The composition of the American population has changed radically over the last ten years. Most of the reasons have been well-articulated. Baby Boomers are reaching retirement age in greater numbers and will do so for another several years. Large numbers of immigrants, both illegal and legal, have entered the US and continue to do so. Many of these immigrants cannot find jobs at pay levels above the median income of the states where they live. And, unfortunately, it is minorities and the young who are especially vulnerable to unemployment. In some states, the increase of the population under 18 is especially rapid which means the jobless rate in these states is not likely to rebound quickly as the economy rebounds.
24/7 Wall St. analyzed the states with the highest portions of their residents over 65 and under 18. The federal government uses these age groups to differentiate among the young, the working-age population, which are between 19 and 64, and the old. Our goal was to determine how economic trends have affected population migration and how this has caused changes in the economies of many states.
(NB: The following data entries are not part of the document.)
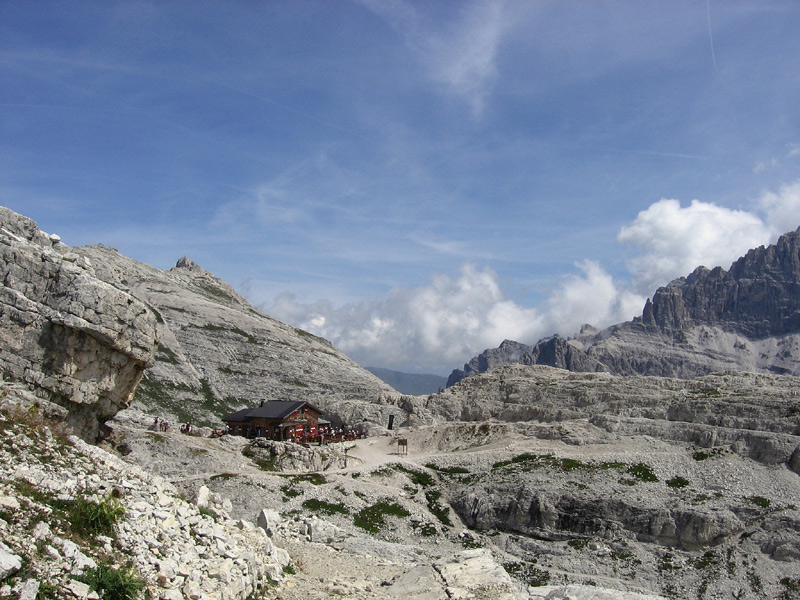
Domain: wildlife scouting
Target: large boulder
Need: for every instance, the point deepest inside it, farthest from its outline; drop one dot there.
(77, 341)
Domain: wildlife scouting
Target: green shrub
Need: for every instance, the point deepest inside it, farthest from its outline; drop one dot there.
(89, 517)
(760, 501)
(448, 470)
(528, 573)
(328, 508)
(678, 482)
(372, 518)
(642, 472)
(114, 584)
(437, 509)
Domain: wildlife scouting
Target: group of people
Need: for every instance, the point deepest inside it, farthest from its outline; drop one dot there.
(163, 425)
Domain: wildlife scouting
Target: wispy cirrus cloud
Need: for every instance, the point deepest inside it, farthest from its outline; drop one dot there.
(460, 56)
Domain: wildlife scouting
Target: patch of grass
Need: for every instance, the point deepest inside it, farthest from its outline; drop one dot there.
(708, 560)
(791, 589)
(114, 584)
(327, 508)
(424, 528)
(89, 517)
(528, 573)
(373, 518)
(436, 508)
(419, 478)
(470, 542)
(678, 482)
(760, 501)
(642, 472)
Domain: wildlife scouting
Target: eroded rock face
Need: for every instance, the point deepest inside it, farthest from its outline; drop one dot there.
(80, 342)
(217, 353)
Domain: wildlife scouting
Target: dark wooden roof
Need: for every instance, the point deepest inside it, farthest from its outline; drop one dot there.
(274, 409)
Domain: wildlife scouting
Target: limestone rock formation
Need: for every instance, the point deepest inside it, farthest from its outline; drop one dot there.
(70, 509)
(76, 340)
(746, 318)
(218, 354)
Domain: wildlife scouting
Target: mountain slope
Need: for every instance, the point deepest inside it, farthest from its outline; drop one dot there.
(746, 318)
(217, 353)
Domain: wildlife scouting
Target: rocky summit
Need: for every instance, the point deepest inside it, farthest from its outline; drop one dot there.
(216, 353)
(523, 481)
(78, 341)
(746, 318)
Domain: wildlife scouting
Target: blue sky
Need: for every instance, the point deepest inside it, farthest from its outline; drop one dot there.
(415, 181)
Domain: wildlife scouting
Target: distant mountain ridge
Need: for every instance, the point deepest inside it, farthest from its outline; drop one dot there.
(746, 318)
(414, 384)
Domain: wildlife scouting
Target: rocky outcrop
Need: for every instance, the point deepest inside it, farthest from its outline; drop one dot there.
(755, 415)
(746, 318)
(217, 353)
(506, 353)
(70, 510)
(76, 340)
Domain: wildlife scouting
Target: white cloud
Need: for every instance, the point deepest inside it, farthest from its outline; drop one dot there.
(440, 326)
(675, 239)
(437, 327)
(782, 210)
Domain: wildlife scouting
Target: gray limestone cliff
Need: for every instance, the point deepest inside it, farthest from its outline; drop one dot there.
(76, 340)
(746, 318)
(217, 353)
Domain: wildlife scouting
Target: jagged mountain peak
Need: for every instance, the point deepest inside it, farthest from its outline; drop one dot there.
(746, 317)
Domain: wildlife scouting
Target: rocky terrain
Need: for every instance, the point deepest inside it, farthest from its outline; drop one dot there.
(575, 502)
(746, 318)
(76, 520)
(217, 354)
(78, 341)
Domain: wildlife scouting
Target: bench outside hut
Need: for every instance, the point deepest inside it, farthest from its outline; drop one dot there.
(279, 420)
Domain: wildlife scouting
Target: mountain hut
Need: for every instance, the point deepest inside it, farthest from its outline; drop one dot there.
(279, 420)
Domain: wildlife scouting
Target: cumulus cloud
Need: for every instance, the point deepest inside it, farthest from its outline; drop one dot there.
(672, 240)
(437, 327)
(782, 209)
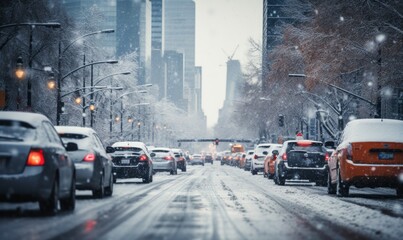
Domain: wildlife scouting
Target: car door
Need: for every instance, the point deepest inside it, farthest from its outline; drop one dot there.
(60, 157)
(105, 159)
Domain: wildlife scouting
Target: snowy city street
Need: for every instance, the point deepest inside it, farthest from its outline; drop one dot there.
(213, 202)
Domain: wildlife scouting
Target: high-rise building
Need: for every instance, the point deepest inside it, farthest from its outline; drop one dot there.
(157, 46)
(105, 13)
(273, 17)
(175, 75)
(179, 33)
(198, 89)
(133, 28)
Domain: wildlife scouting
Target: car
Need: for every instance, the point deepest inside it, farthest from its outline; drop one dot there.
(208, 158)
(369, 154)
(93, 164)
(34, 164)
(180, 159)
(270, 159)
(131, 160)
(302, 159)
(260, 152)
(248, 160)
(197, 159)
(164, 160)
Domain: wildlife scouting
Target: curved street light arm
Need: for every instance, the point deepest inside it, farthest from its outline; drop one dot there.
(83, 36)
(100, 79)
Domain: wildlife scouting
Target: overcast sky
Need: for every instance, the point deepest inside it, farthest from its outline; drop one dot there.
(222, 25)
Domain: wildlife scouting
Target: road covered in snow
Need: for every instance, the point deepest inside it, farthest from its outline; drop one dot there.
(213, 202)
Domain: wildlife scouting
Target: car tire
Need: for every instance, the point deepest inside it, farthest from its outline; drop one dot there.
(69, 203)
(342, 189)
(399, 190)
(50, 206)
(109, 189)
(100, 192)
(331, 187)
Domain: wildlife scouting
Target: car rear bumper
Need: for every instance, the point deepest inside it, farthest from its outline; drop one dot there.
(27, 186)
(371, 175)
(136, 171)
(163, 166)
(303, 172)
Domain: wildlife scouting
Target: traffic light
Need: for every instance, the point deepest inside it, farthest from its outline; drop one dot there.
(60, 108)
(281, 120)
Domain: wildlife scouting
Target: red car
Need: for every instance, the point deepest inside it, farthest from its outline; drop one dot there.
(370, 154)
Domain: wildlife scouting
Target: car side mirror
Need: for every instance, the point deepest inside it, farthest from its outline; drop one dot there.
(110, 149)
(71, 147)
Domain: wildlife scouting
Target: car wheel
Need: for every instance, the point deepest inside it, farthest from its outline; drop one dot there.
(331, 187)
(50, 206)
(109, 189)
(100, 192)
(69, 203)
(342, 188)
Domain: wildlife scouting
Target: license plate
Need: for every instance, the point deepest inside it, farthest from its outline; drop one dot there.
(125, 161)
(385, 155)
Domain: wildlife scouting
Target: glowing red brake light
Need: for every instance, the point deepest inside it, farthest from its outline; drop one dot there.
(143, 158)
(36, 158)
(90, 157)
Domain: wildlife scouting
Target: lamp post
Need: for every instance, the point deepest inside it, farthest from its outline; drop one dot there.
(61, 53)
(62, 78)
(32, 26)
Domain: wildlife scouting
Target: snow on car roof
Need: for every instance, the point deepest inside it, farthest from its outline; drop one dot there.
(374, 130)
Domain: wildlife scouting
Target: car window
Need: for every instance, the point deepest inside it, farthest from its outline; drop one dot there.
(51, 132)
(16, 131)
(82, 140)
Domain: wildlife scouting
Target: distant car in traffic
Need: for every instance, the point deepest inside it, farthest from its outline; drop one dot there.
(208, 158)
(370, 154)
(180, 159)
(93, 164)
(270, 159)
(248, 160)
(260, 152)
(131, 160)
(302, 159)
(164, 160)
(197, 159)
(34, 164)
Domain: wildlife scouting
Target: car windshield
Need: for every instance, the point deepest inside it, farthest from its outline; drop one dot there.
(83, 141)
(16, 131)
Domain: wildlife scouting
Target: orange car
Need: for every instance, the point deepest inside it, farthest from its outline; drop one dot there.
(269, 161)
(370, 154)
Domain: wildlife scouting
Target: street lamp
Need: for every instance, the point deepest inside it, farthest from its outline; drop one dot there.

Some states have simply stagnated such as Rhode Island. The number of people in Rhode Island has remained steady over the last decade. But, the population has aged because of low birth rates and an increase in older adults. Other states such as Nevada have had a large influx of younger people. But, many people in Nevada have been hurt by the collapse of the housing market and high unemployment. The state may have gained population, but the population lacks money and jobs.
Most states with older populations are usually in the Northeast or in areas with warm climates such as Florida. For reasons which are not well-understood but might be guessed at, young people are have not moved in large numbers to sparsely populated states such as Montana, North Dakota, or Maine and older residents are not leaving in great numbers. Their residents tend to be white, middle-aged, and live in areas where there is not a great deal of competition for jobs. Also, there are not many jobs either.
Click Here To See Larger Chart of Population Growth 2000-2010
The irony of the employment success of many of the states with older residents is that their strength will eventually become their Achilles’ Heel. Once aging adults retire, they will not be easily replaced by younger workers. The burdens on pensions and other retirement programs will balloon. A stagnant employment base will undercut tax receipts. It is a situation that these states have no way to avoid, other than with the hope that those who are 65 and older will work until they are well over 70 to help maintain a tax base and defer some retirement costs.
The financial problems of younger states is worse still. A quarter of Arizona’s population is under 18. That population grew the second most rapidly among all states from 2000 to 2010. Arizona’s residents who are foreign-born citizens increased from 646,000 in 2000 to more than one million in 2008. There is no accurate count of illegal immigrants who live in the state, but they certainly number in the tens of thousands. The construction industry in the state is one of its largest, but home values have collapsed and with them so has the building industry. The construction sector tends to employ younger workers.